Sauf qu’à l’époque, personne ne travaillait de la sorte – Jean-Claude Ellena, maître actuel de la formule courte, venait de lancer sa première grande composition, le très classique et complexe First (Van Cleef & Arpels) ; Opium d’Yves Saint Laurent inaugurait l’ère des senteurs saturées, entêtantes et super-concentrées qui allaient dominer les 80s.

Lorsque Jean Laporte a fondé L’Artisan Parfumeur en 1976, ses « soli-notes » désinvoltes (santal, vanille, patchouli…) ont séduit les ex-babas chics pas tout à fait prêtes à passer directement de l’huile de patchouli à Opium. Avec sa saveur saine comme un yaourt bio et son musc duveteux, Mûre et Musc ne ressemblait à rien sur le marché ; il rayonne toujours d’un charme affable et campagnard de non-parfum.

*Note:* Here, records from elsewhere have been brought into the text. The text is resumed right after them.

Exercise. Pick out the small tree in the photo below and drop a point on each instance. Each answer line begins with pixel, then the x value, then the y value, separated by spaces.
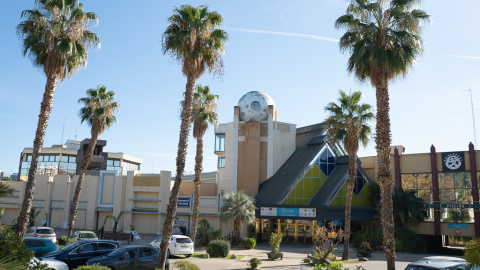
pixel 241 208
pixel 116 220
pixel 12 246
pixel 325 240
pixel 275 240
pixel 472 253
pixel 33 215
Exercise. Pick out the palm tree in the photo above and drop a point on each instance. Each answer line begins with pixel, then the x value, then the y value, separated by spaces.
pixel 384 40
pixel 204 112
pixel 192 38
pixel 407 208
pixel 5 189
pixel 347 124
pixel 241 208
pixel 56 37
pixel 98 111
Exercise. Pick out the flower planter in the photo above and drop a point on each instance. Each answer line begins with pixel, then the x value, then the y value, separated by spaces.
pixel 364 253
pixel 273 256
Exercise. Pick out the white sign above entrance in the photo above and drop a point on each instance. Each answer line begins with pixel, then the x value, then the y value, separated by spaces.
pixel 268 211
pixel 308 212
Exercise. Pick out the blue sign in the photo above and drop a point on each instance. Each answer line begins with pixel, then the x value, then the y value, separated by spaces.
pixel 183 202
pixel 336 222
pixel 288 212
pixel 457 226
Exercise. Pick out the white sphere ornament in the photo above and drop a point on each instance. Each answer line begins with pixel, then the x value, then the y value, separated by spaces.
pixel 254 105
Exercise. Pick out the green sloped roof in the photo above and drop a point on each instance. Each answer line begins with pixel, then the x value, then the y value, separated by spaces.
pixel 309 142
pixel 332 185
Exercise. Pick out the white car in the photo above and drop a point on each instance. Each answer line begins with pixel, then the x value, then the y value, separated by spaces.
pixel 179 245
pixel 42 232
pixel 51 263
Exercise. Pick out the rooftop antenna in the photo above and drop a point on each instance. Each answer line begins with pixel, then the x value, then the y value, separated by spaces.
pixel 63 129
pixel 473 118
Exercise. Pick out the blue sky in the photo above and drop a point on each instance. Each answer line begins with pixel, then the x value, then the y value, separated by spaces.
pixel 287 49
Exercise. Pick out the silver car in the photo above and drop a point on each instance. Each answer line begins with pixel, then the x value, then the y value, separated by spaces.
pixel 51 263
pixel 42 232
pixel 437 263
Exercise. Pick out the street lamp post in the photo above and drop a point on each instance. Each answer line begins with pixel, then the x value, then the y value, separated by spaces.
pixel 473 118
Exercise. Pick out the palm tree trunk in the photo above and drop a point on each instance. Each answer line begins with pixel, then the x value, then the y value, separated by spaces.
pixel 182 151
pixel 78 189
pixel 236 232
pixel 45 110
pixel 352 169
pixel 196 195
pixel 384 176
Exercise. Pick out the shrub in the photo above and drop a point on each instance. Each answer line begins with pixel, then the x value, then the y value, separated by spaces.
pixel 357 239
pixel 186 265
pixel 275 240
pixel 92 267
pixel 218 248
pixel 254 262
pixel 63 241
pixel 408 241
pixel 249 243
pixel 12 246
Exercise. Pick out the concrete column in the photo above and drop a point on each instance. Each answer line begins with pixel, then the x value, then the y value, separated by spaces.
pixel 398 176
pixel 129 196
pixel 473 175
pixel 91 214
pixel 436 191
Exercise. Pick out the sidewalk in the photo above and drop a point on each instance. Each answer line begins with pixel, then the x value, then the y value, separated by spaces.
pixel 292 259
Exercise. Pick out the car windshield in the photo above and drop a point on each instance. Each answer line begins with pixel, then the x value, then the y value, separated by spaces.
pixel 117 252
pixel 45 231
pixel 71 246
pixel 87 235
pixel 184 240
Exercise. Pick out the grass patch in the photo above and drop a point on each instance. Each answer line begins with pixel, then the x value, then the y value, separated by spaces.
pixel 200 256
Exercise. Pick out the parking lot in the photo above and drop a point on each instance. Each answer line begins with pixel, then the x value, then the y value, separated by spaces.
pixel 293 257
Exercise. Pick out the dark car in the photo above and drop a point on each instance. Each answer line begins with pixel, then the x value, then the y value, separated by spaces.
pixel 41 246
pixel 79 252
pixel 437 263
pixel 130 257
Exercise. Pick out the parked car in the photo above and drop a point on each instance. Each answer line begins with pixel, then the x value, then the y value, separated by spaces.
pixel 179 245
pixel 83 235
pixel 130 257
pixel 41 232
pixel 437 263
pixel 52 264
pixel 79 252
pixel 41 246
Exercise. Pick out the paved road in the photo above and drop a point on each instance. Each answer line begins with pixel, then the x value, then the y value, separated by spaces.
pixel 293 256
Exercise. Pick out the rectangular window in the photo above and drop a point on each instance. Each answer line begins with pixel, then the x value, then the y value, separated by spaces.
pixel 221 162
pixel 219 142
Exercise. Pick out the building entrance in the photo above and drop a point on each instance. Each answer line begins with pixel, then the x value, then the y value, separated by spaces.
pixel 293 231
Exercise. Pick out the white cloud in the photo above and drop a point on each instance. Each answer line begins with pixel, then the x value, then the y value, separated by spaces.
pixel 284 34
pixel 462 56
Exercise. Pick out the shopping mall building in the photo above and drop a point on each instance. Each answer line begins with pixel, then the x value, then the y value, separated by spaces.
pixel 296 176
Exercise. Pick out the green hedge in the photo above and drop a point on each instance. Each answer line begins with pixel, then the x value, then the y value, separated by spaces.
pixel 408 241
pixel 249 243
pixel 92 267
pixel 186 265
pixel 63 241
pixel 218 248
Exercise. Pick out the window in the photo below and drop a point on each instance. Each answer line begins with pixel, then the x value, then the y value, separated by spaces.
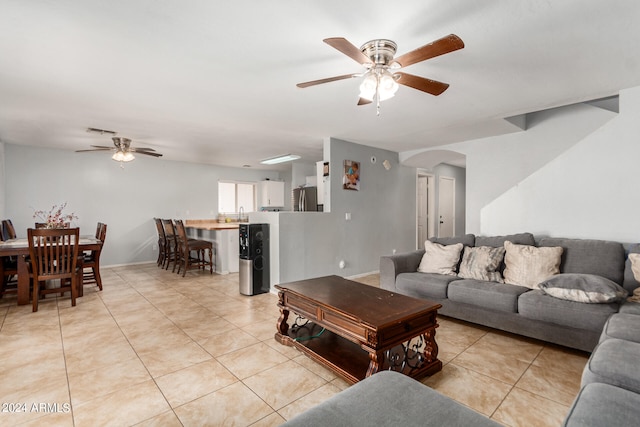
pixel 235 195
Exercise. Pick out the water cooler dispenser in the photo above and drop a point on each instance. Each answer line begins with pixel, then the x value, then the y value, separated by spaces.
pixel 254 259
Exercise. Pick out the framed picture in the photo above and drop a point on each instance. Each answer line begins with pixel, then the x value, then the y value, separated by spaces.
pixel 351 179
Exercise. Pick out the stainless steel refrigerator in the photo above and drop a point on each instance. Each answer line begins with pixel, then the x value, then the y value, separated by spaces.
pixel 305 199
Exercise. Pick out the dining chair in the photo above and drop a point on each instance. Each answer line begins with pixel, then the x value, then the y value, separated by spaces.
pixel 162 242
pixel 53 257
pixel 187 246
pixel 8 264
pixel 172 244
pixel 92 259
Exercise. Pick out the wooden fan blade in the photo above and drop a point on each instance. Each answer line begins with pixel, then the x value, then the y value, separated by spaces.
pixel 439 47
pixel 346 47
pixel 147 153
pixel 327 80
pixel 95 149
pixel 426 85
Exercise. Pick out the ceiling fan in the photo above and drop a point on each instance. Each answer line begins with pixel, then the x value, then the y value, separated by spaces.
pixel 381 79
pixel 123 150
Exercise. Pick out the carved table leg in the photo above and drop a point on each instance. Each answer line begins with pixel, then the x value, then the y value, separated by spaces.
pixel 375 362
pixel 282 326
pixel 431 346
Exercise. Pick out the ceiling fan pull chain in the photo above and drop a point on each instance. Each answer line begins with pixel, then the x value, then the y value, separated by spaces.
pixel 377 92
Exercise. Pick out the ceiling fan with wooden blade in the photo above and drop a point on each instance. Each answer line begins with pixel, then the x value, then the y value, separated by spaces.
pixel 123 150
pixel 381 79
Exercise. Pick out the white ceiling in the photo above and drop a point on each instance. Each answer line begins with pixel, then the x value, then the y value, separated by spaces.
pixel 215 82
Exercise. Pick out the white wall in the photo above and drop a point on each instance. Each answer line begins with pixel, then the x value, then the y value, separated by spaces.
pixel 127 200
pixel 572 173
pixel 2 181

Luca Turin affirmait dans Perfumes: The Guide que le musc à odeur de mûre de la formule d'origine aurait été remplacé: L'Artisan Parfumeur le nie formellement et Luca a depuis publié un rectificatif, qui figurera à l'édition du guide. Pamela Roberts, directrice de la création de L'Artisan, me l'a également confirmé.

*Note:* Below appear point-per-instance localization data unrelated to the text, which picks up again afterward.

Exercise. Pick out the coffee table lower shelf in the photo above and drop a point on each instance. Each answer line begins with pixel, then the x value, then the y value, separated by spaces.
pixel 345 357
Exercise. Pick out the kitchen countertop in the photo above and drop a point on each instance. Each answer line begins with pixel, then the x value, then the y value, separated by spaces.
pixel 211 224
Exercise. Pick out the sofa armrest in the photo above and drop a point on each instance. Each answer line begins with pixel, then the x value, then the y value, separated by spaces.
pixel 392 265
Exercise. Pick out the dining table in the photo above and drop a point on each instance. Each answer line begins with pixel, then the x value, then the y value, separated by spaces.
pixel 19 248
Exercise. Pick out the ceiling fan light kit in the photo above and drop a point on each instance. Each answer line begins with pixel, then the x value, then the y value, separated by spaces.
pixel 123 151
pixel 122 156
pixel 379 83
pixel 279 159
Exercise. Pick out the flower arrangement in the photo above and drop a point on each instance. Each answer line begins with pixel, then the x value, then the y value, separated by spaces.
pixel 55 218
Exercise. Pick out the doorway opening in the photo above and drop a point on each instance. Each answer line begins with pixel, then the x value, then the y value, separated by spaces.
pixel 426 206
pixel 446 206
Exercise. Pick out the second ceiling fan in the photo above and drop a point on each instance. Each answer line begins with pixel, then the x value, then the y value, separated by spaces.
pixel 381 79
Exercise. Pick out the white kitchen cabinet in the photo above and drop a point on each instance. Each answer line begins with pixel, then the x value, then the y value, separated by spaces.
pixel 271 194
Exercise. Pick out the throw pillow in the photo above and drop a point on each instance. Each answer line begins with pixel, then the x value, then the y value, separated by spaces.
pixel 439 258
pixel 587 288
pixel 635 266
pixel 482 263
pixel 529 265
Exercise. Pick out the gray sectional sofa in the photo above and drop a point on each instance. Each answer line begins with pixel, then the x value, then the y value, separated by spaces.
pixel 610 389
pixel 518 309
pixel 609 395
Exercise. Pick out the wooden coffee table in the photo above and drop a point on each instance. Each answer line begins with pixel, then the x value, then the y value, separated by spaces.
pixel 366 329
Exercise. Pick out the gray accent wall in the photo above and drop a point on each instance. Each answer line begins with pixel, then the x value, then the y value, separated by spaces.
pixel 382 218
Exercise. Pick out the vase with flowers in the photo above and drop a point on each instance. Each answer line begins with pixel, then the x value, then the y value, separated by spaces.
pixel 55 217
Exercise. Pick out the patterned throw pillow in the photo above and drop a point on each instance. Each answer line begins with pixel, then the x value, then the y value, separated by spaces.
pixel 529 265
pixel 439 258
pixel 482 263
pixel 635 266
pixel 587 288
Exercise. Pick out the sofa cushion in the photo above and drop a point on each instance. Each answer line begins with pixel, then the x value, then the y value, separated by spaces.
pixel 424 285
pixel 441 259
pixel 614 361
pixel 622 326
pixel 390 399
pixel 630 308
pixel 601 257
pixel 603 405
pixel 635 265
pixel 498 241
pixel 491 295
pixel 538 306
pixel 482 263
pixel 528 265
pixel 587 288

Un Mûre et Musc Extrême, revu par Karine Dubreuil, a été lancé en 1993 : les notes fruits rouges, plus prononcées, sont soulignées de bourgeon de cassis vert et râpeux. Pour le 30ème anniversaire de Mûre et Musc, un extrait de parfum enrichi d’essence de rose turque, d’épices (poivre rose et noire) et d’un fond patchouli-mousse de chêne plus sombre, a été composé par Bertrand Duchaufour. Hélas, l’adorable flacon en forme de mûre n’est plus disponible.